叫び笑うクルマ君と、そのクルマ君になぶり殺しにされる骸獣。
圧倒的で、一方的でした。
クルマ君は、真っ白い服に身を包みその真っ白の服が真っ赤に染まるほど、血を浴びていました。
僕の細い剣とは対照的な、大層な大剣を振りかざし、躊躇なく振り下ろします。
最後の一匹を、真っ二つにしたところで。彼の笑いは止みました。
その様は、まるで悪魔。血に染められた戦場に、真っ赤な彼は立っています。
彼だけが、立っていました。
「——————ああ、はあ。快感♡」
その言葉に、僕はぞっとします。
快感。あろうことかこの人は、生き物を殺して快感だと、そう言ったのです。
その表情に、恍惚としたその表情に嘘は見受けられません。
「く、クルマ君」
僕は、もう一度その名を呼びました。
なにがなにやら分からない。痛む肩も、牙が刺さっているその足も。何もかもを忘れ、ただ、目の前の事象に疑問を浮かべます。
「なんで・・・・ここに?」
「——————、」
「クルマ君!」
「・・・・・ああ?」
今気づいた。僕がいるということに。
その顔は、本当に見えていない。僕のことなど、文字通り眼中にすらないと、そう言っていました。

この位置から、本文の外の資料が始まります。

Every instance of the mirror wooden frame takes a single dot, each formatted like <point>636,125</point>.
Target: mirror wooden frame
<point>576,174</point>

ただ、彼は骸獣を殺したくて殺したのだ。そう分かりました。
「・・・・・・ああ、なんだっけお前」
顔見知り程度ではあるはずです。ですから思い出そうという気はあるようでした。
ただ、興味がなかったのか何なのか僕の名前すら思い出せずにいます。「あの、利太郎です。福谷利太郎」
「ああ、そうだったそうだった」
思い出してくれたのか、彼は天を仰ぎます。まるで余韻に浸っているかのようでした。
「・・・・・・・・」
言葉が、出てきません。
聞きたいこと、山ほどあるはずなのに。
意識が朦朧として、上手くまとまりません。
やがて、僕の目の前は真っ暗になってしまいました。
「—————————、」
目が覚めると、知らない天井でした。
体を起こそうとすると、肩と足に鈍い痛み。
見ると包帯が巻かれています。
だんだんと思い出してきました。
僕は油断から骸獣に囲まれて、怪我を負った。
その怪我は、見事に処置されています。微かに香るにおいは、何かの薬草の匂いでしょうか。僕は医療に関しては素人なので詳しいことはわかりませんが、それでもしっかりと施されているのがわかりました。
辺りを見回しても、人はいません。
軋むベット、小さい木組みの部屋。一体ここはどこなのでしょうか。人がいないと聞くことすらできません。
痛む体を何とか起こし、ベットに座ります。
頭を抱えて、どうしようかと悩んでいると。
「・・・・・おい」
「うわああああああ!!!」
突然発せられた声に、思わず大きな声で返してしまいます。
「・・・・・・・・」
びっくりした。驚いた。心臓がバクバクと鳴っています。
「え、えっと・・・・」
真後ろで僕の声に固まっているのか、それともそれが素なのか、人がいました。
小さい体躯に、真っ黒な髪が腰まで伸びている女の子。
そう、それは、まるで—————。
「座敷童さん」
クルマ君と共に、忽然と僕らの前から姿を消した女の子。
そうか、生きていたんだ。
「ありゃ、起きたかえ」
ドアが開いて、光が差し込んできます。
その光をバックにおばあちゃんが入ってきました。
腰を曲げて、しわしわの肌。に、似つかわない猫耳と猫尻尾。
・・・どこに需要があるのだろうか。なんて。
「あ、あの。ここは?」
あまりその耳と尻尾を目に入れないように、質問します。
「ここかい?ここはただのちっちゃな村だよ」
トテトテと、後ろの座敷童さんがおばあちゃんの傍に寄りました。おばあちゃんの腰に手を添えて、僕の目の前に椅子があるのですがそこに座らせます。
ちっちゃい村。おばあちゃんは確かにそう言いました。
僕の記憶が正しければ骸獣に囲まれたあの時、近くにそれらしい村なんてありませんでした。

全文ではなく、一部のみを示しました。